Great Lakes, great progress on the economic front

September 25, 2018
Written By:
Greta Guest
Pristine clear waters of Lake Superior Pictured Rocks National Lake-shore, near Munising, Michigan. Image credit: iStock

Pristine clear waters of Lake Superior Pictured Rocks National Lake-shore, near Munising, Michigan. Image credit: iStock

ANN ARBOR—A $2.5 billion federal program to restore the Great Lakes from 2010 through 2016 ended up boosting home prices, economic output, tourism spending and job creation, according to an analysis by University of Michigan economists.

The report analyzed federal funding of the Great Lakes Restoration Initiative and found that each dollar spent during those six years will produce $3.35 of additional economic activity in the Great Lakes region through 2036. The study shows that in certain communities, the longer-term impact will be even greater. Every dollar spent in Buffalo and Detroit, for example, will produce more than $4 of economic activity.

“The economic prosperity of the Great Lakes states, and especially their watersheds, has been hampered by the historical environmental pollution of the Great Lakes and the rivers, bays, and lakes connected to them,” said Gabriel Ehrlich, director of the Research Seminar in Quantitative Economics at U-M. “We have provided evidence that the Great Lakes Restoration Initiative has provided substantial benefits to the economy of the Great Lakes region even as it has begun the work of restoring the physical environment of the Great Lakes.”
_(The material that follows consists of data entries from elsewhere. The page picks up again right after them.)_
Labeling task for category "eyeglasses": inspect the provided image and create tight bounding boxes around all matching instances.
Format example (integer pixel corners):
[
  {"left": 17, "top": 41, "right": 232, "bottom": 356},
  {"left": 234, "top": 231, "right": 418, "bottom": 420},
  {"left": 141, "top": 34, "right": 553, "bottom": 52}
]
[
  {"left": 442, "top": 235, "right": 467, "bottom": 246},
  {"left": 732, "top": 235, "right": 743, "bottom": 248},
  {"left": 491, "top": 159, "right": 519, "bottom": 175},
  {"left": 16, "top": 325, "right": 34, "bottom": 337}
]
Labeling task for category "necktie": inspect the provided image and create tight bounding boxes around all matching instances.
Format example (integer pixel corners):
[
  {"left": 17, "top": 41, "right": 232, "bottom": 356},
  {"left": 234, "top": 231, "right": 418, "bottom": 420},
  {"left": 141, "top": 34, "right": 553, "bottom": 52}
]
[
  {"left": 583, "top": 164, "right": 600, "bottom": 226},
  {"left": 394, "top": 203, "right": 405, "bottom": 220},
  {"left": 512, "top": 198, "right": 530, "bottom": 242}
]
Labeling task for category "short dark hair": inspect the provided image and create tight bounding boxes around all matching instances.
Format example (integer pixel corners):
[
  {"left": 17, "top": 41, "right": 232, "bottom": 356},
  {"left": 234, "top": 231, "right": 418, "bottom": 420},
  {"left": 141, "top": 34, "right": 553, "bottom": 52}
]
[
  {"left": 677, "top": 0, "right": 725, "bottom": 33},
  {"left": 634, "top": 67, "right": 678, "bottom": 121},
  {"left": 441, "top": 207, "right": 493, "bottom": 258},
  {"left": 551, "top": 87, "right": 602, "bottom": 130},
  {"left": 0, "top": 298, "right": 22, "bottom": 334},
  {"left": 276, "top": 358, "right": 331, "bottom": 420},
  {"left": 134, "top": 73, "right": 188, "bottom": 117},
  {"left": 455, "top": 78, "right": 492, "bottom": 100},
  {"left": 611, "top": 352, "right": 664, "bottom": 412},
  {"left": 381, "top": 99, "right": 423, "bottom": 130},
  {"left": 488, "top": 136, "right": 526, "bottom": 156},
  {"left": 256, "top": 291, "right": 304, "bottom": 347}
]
GLRI launched in 2010, and Congress has appropriated more than $2.5 billion to fund more than 3,600 projects in eight Great Lake states, which have dramatically improved environmental conditions around the region. While the program’s original intention was not to stimulate the economy, the study shows that it created or supported thousands of jobs.

Ehrlich estimated that the initiative’s annual economic benefits accelerated as project spending ramped up and longer-term benefits from improved quality of life and attractiveness as a tourism location took effect. By 2015, annual economic output in the region had increased by an estimated $500 million due to the program.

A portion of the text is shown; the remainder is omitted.